L’épouse du président français a une nouvelle fois tenté d’apaiser la controverse née de ses propos à l’encontre de militantes féministes. Dimanche, lors d’une émission télévisée marquant le lancement de l’opération Pièces Jaunes, Brigitte Macron a réitéré ses regrets.
« Je présente mes excuses les plus sincères à toutes les personnes qui ont pu se sentir blessées par mes mots », a-t-elle déclaré, reconnaissant que son choix de vocabulaire avait été malheureux. L’affaire remonte à début décembre, lorsque des militantes du collectif NousToutes avaient perturbé un spectacle de l’humoriste Ary Abittan. En marge de cet événement, Brigitte Macron avait qualifié ces militantes de « sales connes », des propos rapidement diffusés et vivement critiqués.

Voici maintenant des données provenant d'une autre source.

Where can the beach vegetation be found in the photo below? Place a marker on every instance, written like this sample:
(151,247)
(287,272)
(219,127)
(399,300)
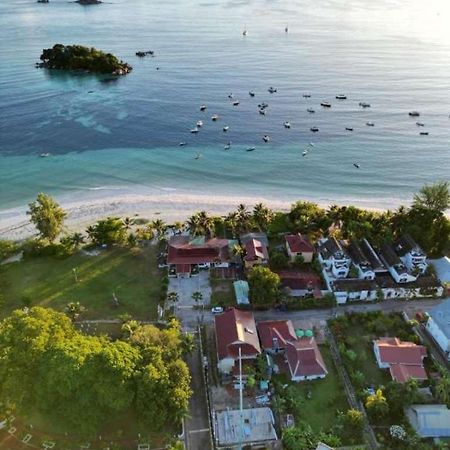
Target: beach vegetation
(47,216)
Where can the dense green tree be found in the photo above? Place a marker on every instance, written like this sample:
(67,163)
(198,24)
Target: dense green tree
(263,286)
(47,216)
(108,232)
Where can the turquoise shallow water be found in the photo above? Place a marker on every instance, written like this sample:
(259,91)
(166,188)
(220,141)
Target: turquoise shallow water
(126,134)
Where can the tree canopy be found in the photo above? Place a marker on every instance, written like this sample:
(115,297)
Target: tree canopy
(47,216)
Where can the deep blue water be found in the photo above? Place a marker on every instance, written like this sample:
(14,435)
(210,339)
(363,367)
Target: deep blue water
(393,54)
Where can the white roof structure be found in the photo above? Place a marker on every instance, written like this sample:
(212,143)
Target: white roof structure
(430,420)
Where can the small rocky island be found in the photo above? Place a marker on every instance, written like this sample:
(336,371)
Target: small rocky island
(79,58)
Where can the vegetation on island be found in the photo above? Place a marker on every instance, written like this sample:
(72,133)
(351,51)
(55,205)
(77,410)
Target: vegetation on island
(78,57)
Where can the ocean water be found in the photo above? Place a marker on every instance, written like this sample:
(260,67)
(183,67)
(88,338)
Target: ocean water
(124,135)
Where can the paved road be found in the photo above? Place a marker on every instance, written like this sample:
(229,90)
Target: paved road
(196,427)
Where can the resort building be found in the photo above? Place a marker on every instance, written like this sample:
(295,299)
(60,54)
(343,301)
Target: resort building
(438,325)
(235,329)
(403,359)
(298,245)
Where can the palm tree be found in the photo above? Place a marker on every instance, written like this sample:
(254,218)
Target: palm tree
(262,216)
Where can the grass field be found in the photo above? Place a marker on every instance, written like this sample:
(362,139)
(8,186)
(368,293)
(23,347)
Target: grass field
(132,275)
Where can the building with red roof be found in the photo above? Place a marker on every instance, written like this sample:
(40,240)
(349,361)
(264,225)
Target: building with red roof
(235,329)
(298,245)
(403,359)
(275,334)
(304,360)
(256,253)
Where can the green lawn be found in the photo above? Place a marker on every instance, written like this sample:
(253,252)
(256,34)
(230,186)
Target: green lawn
(327,396)
(132,275)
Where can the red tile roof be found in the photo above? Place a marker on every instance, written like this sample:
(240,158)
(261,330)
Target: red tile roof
(255,250)
(304,358)
(282,330)
(183,251)
(299,244)
(234,329)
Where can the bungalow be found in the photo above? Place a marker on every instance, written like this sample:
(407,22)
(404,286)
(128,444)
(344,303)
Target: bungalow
(403,359)
(304,360)
(395,265)
(354,289)
(235,330)
(430,421)
(256,253)
(275,334)
(411,254)
(185,252)
(438,325)
(298,245)
(333,256)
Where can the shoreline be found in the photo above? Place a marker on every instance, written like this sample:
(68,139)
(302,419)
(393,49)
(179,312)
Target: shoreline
(170,207)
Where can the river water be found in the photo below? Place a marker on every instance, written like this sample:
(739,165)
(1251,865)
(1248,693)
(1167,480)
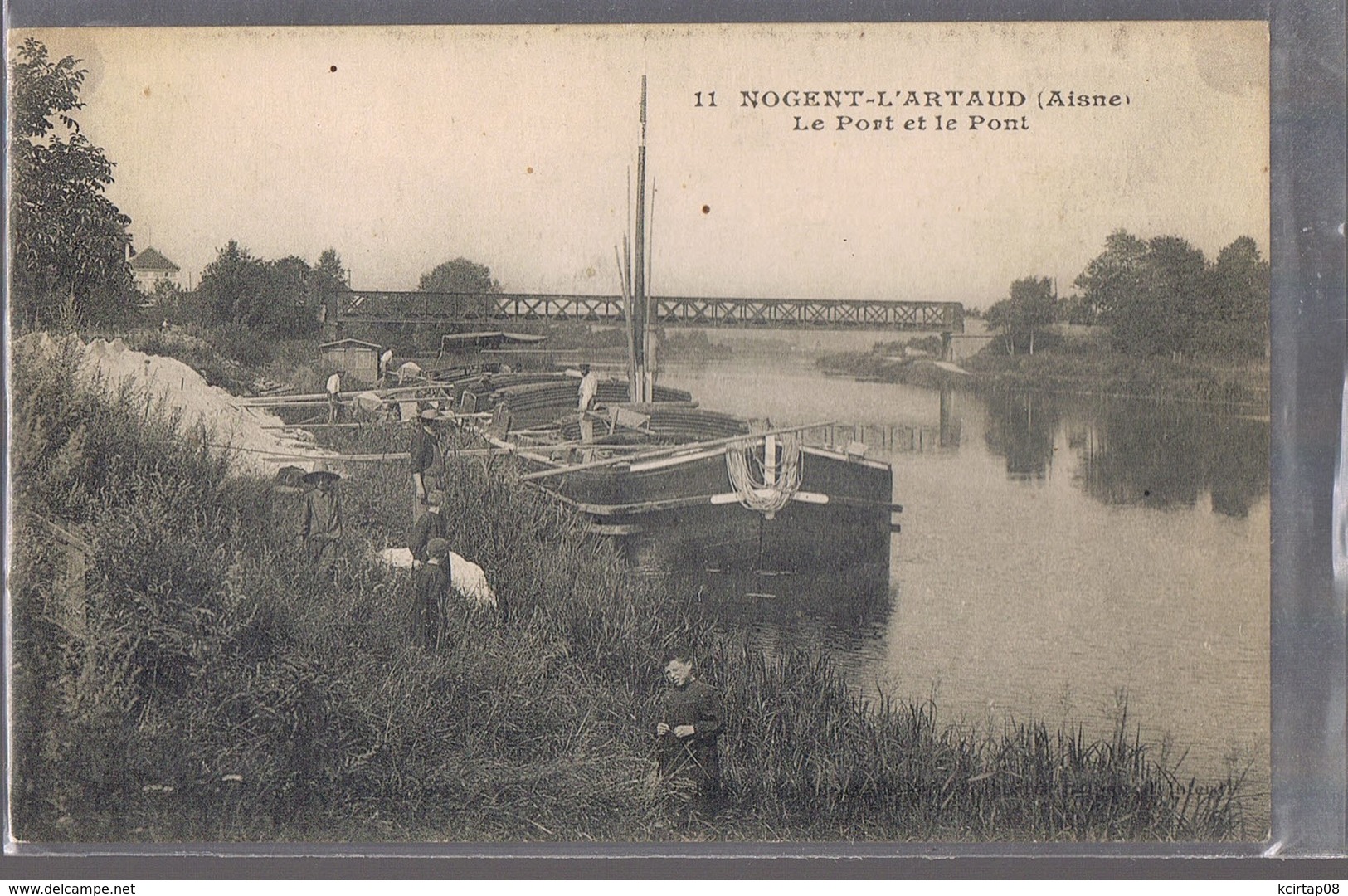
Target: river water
(1061,557)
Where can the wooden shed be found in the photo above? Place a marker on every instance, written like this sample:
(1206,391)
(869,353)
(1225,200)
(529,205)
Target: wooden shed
(359,360)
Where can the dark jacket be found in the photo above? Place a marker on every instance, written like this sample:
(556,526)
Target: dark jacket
(698,705)
(431,524)
(431,593)
(424,449)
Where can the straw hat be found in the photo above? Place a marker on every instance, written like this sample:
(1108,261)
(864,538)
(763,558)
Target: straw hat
(321,472)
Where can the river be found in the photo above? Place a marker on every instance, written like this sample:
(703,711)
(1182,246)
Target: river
(1061,557)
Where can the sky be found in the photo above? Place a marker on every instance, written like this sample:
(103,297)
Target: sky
(515,147)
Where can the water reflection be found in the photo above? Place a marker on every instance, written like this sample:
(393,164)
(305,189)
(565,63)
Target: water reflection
(1136,453)
(837,611)
(1020,429)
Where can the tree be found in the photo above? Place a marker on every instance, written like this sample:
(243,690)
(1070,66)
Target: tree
(68,241)
(1150,293)
(1171,302)
(463,275)
(273,298)
(1114,275)
(1030,309)
(1238,300)
(232,287)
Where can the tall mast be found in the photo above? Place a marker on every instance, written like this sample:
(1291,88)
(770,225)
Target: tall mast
(640,321)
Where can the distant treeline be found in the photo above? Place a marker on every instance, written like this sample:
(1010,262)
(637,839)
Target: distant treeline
(1157,297)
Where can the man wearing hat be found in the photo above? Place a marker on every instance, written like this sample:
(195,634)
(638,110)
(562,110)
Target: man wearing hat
(586,402)
(431,592)
(426,460)
(429,527)
(321,522)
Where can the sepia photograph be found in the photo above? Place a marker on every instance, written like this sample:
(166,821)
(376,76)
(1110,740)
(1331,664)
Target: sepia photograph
(640,434)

La réaction a été immédiate et cinglante au sein des mouvements féministes, mais aussi dans les milieux politiques de gauche et artistiques. Plusieurs figures du cinéma français, dont des actrices de renom, ont exprimé leur solidarité avec les victimes de violences sexuelles, dénonçant des propos jugés insultants et contre-productifs.
Sur le plateau, Brigitte Macron a tenté d’expliquer son emportement. « Il m’arrive de laisser parler la femme que je suis, avec ses défauts, ses impulsions, plutôt que de rester dans le rôle protocolaire qu’on attend de moi », a-t-elle confié, esquissant une forme d’autocritique sans renier complètement la fougue qui l’anime.
Ce n’est pas la première fois qu’elle revient sur cet incident. Déjà mi-décembre, dans un entretien accordé à un média en ligne, elle avait exprimé des regrets similaires, tout en maintenant une certaine ambivalence quant au fond de sa pensée.
L’épisode illustre les difficultés de navigation entre vie privée et exposition publique pour les proches des chefs d’État, chaque parole étant susceptible d’être scrutée et amplifiée. Les excuses, bien que répétées, ne semblent pas avoir entièrement éteint la polémique, qui continue d’alimenter les débats sur le ton des échanges publics et le respect dû aux militantes.